In particular, participants of a more advanced age showed an increase in pro-inflammatory contributors such as cytokines, coupled with rising blood monocyte levels and a decline in adaptive immune signaling pathway activity.
"Our results identify discrete innate and adaptive immune signaling pathways that are altered with age," the authors reported, "suggesting potential targets for age-dependent therapeutic intervention."
While sets of naïve T and B cells turned up at lower levels in blood samples from the elderly, the team's results suggested that enhanced type I interferon expression in the blood and nasal swab samples from elderly patients reflected high levels of SARS-CoV-2 found in these participants.
"We found that older age was associated with increased type I interferon signaling in both the blood and respiratory tract," Langelier said, "but that the relationship was principally driven by aging-related increases in SARS-CoV-2 viral load."
That delayed viral clearance, in turn, appeared to reflect impaired T cell- and B cell-based immune processes, he explained, together with reduced MHC antigen presentation — immune shifts that were spelled out with the available transcriptomic, protein profiling, and cell level data generated.
"Delayed viral clearance due to these age-related factors could facilitate the evolution of SARS-CoV-2 variants," Langelier said, noting that such results hint that older adults may remain infectious for longer stretches of time and may also benefit from longer antiviral therapy courses.
From these and other findings, the researchers suggested that the severe COVID-19 symptoms described in older individuals likely reflect a combination of delayed viral clearance, dysregulation in immune signaling pathways, and ongoing activation of pro-inflammatory processes.
"We found consistent evidence of prolonged, potentially pathologic inflammatory responses in the oldest adults from transcriptomics and protein analyses," Langelier said, adding that such findings "suggest that age-related changes may exacerbate inflammatory signaling in severe COVID-19, supporting hypotheses from earlier studies."
The authors noted that the study's participants were enrolled prior to the availability of SARS-CoV-2 vaccines during a time when the B.1.1.7 alpha variant of SARS-CoV-2 was starting to emerge. Consequently, they cautioned that "age-related differences in host immune responses may differ from a contemporary cohort due to variations in both vaccination status and the circulating SARS-CoV-2 variants."

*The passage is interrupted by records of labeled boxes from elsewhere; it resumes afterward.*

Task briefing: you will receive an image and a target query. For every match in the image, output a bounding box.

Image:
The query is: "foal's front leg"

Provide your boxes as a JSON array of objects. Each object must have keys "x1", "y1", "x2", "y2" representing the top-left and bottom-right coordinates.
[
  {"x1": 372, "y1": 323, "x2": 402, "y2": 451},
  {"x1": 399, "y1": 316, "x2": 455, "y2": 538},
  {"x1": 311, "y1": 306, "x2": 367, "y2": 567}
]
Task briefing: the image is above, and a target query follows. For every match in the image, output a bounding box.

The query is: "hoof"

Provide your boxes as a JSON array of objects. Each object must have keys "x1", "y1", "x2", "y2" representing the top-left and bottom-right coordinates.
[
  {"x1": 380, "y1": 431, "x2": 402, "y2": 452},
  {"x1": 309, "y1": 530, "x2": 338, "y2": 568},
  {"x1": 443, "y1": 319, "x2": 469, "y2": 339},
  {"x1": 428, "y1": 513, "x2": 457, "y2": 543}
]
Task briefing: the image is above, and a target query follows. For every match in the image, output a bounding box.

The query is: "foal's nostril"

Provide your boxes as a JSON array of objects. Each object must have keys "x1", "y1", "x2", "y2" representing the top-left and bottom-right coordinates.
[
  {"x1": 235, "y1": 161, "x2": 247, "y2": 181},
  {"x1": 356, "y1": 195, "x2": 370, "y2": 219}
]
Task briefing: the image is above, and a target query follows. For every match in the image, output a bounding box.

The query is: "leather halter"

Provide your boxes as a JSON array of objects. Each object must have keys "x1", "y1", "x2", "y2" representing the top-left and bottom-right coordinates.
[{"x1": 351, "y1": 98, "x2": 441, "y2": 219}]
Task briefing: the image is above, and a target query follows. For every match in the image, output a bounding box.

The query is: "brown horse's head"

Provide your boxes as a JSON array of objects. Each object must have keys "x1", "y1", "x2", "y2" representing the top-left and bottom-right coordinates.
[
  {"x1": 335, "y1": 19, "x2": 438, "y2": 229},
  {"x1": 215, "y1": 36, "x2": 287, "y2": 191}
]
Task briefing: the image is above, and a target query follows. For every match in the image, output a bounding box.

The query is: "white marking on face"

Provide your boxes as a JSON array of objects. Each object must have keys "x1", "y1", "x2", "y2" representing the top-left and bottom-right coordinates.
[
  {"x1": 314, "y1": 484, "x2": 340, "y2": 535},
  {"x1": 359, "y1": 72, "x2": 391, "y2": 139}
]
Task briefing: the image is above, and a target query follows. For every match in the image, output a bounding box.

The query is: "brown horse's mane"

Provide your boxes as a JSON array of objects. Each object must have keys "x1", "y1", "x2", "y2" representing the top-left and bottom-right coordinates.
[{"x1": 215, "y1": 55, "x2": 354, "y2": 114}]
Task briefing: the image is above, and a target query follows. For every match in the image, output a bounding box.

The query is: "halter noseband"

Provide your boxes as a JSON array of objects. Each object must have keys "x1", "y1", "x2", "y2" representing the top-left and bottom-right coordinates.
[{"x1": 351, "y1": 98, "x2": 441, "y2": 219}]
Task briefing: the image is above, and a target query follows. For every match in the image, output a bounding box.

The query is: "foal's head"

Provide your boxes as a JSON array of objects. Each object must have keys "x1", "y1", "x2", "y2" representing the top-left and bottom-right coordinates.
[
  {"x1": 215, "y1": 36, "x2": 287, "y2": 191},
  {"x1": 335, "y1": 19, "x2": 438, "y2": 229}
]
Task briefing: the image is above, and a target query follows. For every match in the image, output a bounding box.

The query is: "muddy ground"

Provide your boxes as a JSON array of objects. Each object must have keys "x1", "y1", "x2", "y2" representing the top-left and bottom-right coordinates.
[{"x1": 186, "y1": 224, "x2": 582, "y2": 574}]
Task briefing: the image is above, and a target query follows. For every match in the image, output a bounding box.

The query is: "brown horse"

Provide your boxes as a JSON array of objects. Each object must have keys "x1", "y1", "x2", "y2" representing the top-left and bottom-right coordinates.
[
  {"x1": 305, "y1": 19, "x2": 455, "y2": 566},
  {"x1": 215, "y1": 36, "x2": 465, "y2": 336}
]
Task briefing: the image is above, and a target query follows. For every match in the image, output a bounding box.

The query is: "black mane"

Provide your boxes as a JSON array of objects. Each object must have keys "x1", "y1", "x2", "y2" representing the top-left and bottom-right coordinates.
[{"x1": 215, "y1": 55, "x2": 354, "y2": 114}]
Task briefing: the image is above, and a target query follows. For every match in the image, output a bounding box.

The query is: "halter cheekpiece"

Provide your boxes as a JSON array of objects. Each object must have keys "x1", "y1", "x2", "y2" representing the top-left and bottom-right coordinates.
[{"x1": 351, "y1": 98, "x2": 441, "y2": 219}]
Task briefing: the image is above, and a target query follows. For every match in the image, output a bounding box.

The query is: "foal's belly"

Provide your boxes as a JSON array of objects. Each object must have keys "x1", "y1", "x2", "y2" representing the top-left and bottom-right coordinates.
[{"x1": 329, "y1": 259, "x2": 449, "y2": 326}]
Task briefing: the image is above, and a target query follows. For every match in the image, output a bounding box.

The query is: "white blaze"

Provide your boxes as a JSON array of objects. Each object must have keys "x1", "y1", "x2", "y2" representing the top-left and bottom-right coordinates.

Even so, the researchers explained, the results highlight the possibility of developing treatments that target the immune system dysregulation detected in older individuals with SARS-CoV-2 infections.
"These differences raise the possibility that older adults with severe COVID-19 may respond differently, and perhaps more favorably, to immunomodulatory therapies directed at certain inflammatory cytokines," Langelier said.